LouFest is the traditional two-day music festival that brings local and established bands to Forest Park for St. Louisans to rock-out to while also having access to great local eateries. This tradition has been occurring annually since it was founded in 2010, having many well-known bands, such as the 1975, Hozier and the Killers. This year, though, LouFest was not prepared for the turnout it received on Saturday.

Volunteering behind the scenes for LouFest really showed how drastically unprepared its coordinators  were for the first sold-out day. Another new challenge for LouFest was that where they usually hold the festival at in Forest Park was being renovated, forcing LouFest to relocate to the Muny grounds.This, being a smaller, more compact area, made it more difficult to deal with the crowds in a. It did not help that LouFest was dealing with its first sellout occasion on such tight grounds, causing more people to be squished into a concrete parking lot. The high-tech scanning system wasn’t working either, due to internet outages in forest park, which created a crazy jungle of people trying to get into an already crowded music festival.

Since I was able to work behind the scenes, I was also able to experience just how unorganized the event was. The coordinators did not let volunteers know anything or give them any training. We were barely any help to the general public because we were not properly informed about what was happening. LouFest offered kid scanning bracelets to help keep track of children at the festival, but they were not offered anywhere. They had random people using an information tent just to get out of the sun, and they ran out of pamphlets for the first day within two hours since opening their doors. All of this together, along with other little factors, piled up to make LouFest a disaster.

The only thing that was working for LouFest was their line-up for the day, featuring bands such as Hippo Campus, Spoon, Huey Lewis and the News, Cage the Elephant and Snoop Dog. The three stages, all positioned at a different corner, were all put in odd locations, two being on a hill–with one even having a giant concession stand in the middle of the hill that blocked the stage at many angles–and the other stage located on the concrete parking lot. Moshing at the musical festival in a parking lot for Cage the Elephant was not fun. even though Cage the Elephant put on a great show, they could not lift my spirits from the disappoint of how LouFest was going. I was beginning to wish I were home instead of at the festival that day just because of how underwhelmed I was by the effort put in by LouFest management.

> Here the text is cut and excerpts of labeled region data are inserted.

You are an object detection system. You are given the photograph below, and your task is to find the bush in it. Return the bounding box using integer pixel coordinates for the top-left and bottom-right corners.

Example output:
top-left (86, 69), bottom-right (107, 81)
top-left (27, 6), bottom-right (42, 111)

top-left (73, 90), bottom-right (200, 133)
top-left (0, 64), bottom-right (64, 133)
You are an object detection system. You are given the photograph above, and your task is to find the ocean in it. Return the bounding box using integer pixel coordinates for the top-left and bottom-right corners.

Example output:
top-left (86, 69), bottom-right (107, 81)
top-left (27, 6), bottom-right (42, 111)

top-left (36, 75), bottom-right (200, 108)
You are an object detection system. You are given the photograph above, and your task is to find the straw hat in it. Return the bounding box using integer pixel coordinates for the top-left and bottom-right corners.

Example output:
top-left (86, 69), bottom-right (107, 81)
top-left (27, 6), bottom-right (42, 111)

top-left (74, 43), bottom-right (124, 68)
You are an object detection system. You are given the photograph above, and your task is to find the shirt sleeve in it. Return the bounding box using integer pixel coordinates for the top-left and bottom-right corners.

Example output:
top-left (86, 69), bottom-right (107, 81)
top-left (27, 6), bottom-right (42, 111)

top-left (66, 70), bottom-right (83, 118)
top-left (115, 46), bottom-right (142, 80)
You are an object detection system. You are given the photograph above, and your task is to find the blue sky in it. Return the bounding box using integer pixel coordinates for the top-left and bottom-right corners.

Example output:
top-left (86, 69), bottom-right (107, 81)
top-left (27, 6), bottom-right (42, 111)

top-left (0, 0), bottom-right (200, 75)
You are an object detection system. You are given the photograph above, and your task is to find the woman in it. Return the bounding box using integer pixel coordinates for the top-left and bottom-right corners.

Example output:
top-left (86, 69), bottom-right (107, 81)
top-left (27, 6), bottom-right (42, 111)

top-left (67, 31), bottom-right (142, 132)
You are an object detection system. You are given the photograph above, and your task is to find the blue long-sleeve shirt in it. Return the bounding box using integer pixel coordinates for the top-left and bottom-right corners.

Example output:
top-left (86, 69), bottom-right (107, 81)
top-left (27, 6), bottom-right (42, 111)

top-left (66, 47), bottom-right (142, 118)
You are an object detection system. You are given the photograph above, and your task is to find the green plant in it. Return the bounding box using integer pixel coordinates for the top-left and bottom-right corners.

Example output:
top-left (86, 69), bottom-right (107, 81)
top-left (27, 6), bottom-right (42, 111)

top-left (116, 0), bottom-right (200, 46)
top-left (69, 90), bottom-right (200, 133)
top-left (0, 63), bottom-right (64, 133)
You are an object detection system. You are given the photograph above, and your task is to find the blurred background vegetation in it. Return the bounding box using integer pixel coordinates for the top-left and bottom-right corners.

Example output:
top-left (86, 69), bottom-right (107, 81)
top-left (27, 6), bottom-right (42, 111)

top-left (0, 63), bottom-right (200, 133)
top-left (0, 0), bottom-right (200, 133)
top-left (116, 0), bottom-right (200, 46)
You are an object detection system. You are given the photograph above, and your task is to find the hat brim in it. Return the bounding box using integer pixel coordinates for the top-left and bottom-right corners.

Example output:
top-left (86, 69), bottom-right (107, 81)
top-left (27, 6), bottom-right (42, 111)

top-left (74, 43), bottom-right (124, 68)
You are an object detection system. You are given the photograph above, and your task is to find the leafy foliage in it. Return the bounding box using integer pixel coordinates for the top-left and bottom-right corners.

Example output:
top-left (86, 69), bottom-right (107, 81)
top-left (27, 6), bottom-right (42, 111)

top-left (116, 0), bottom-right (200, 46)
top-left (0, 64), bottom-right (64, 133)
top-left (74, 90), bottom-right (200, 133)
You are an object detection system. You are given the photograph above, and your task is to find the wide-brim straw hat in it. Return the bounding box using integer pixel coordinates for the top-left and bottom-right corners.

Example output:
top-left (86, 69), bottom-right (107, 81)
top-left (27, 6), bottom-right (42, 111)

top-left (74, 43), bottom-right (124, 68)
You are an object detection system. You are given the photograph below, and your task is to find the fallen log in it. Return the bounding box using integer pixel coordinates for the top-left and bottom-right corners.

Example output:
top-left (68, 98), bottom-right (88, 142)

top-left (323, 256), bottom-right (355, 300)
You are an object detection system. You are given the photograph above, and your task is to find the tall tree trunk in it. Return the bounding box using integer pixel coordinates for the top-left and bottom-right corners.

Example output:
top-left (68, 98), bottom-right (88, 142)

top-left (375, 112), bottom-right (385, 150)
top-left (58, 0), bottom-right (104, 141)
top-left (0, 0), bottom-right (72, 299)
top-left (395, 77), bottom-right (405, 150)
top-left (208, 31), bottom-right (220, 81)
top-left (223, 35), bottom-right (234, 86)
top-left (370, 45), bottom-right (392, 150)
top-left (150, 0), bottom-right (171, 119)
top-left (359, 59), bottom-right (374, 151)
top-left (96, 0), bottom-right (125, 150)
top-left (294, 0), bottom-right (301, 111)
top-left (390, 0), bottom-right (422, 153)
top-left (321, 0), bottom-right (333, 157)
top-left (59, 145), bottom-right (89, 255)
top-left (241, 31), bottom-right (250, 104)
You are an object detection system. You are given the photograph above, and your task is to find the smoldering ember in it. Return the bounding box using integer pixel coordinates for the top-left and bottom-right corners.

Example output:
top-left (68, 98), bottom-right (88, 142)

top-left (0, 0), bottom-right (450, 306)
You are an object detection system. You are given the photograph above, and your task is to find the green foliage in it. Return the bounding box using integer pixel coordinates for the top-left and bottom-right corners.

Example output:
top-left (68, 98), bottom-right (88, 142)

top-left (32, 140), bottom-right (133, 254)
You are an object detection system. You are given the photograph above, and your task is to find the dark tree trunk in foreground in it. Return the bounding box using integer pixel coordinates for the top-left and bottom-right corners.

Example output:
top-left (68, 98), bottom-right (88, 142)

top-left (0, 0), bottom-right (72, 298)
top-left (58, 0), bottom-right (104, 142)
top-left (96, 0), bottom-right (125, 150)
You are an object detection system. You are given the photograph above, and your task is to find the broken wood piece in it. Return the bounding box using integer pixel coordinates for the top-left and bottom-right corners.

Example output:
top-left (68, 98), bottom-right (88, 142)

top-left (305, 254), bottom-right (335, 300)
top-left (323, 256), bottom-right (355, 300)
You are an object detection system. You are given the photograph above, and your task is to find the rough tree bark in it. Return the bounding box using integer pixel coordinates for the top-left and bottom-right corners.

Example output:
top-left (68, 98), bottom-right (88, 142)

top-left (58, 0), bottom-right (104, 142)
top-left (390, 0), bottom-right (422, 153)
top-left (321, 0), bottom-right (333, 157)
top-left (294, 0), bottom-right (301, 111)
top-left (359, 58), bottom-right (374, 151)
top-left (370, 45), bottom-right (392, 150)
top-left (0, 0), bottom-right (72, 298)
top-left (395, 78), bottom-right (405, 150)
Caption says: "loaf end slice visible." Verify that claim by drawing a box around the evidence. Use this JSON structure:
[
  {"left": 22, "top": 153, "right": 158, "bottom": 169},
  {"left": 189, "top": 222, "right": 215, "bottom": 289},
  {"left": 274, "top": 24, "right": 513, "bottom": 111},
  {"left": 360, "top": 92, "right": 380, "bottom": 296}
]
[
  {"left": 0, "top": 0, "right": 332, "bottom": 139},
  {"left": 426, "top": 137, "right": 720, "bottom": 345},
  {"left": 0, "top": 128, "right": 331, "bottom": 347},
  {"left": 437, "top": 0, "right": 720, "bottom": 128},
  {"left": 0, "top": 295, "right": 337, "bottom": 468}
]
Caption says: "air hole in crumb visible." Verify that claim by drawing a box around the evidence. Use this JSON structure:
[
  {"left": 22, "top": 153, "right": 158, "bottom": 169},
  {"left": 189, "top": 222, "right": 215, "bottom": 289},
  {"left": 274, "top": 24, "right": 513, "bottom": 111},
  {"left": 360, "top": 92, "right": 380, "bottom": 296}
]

The only thing that made the day better was Snoop Dogg. The crowd was huge, the hill was steep and the concession stand was slightly blocking my view, but once Snoop came on, the festival finally took a turn for the better. Snoop was able to energize the crowd in ways that no other performers were able to do that day. He commanded the stage with hits like “Drop It Like It’s Hot”, “California Gurls”, “Gin and Juice” and “Young, Wild, and Free”. Snoop turned what had been a pretty disappointing day into something that made everything else worth it.

I have attended LouFest before and had great experiences with it, but this year just did not seem to go as planned. Whether it was the new location, or if there were new supervisors who took it over, something needs to be changed for next year. I want to see LouFest build upon its mistakes from this year and make LouFest 2018 something that the people of St. Louis will love. It would be fantastic to see LouFest grow into a nationwide event, but to do that, LouFest must learn how to fix internal issues for next year.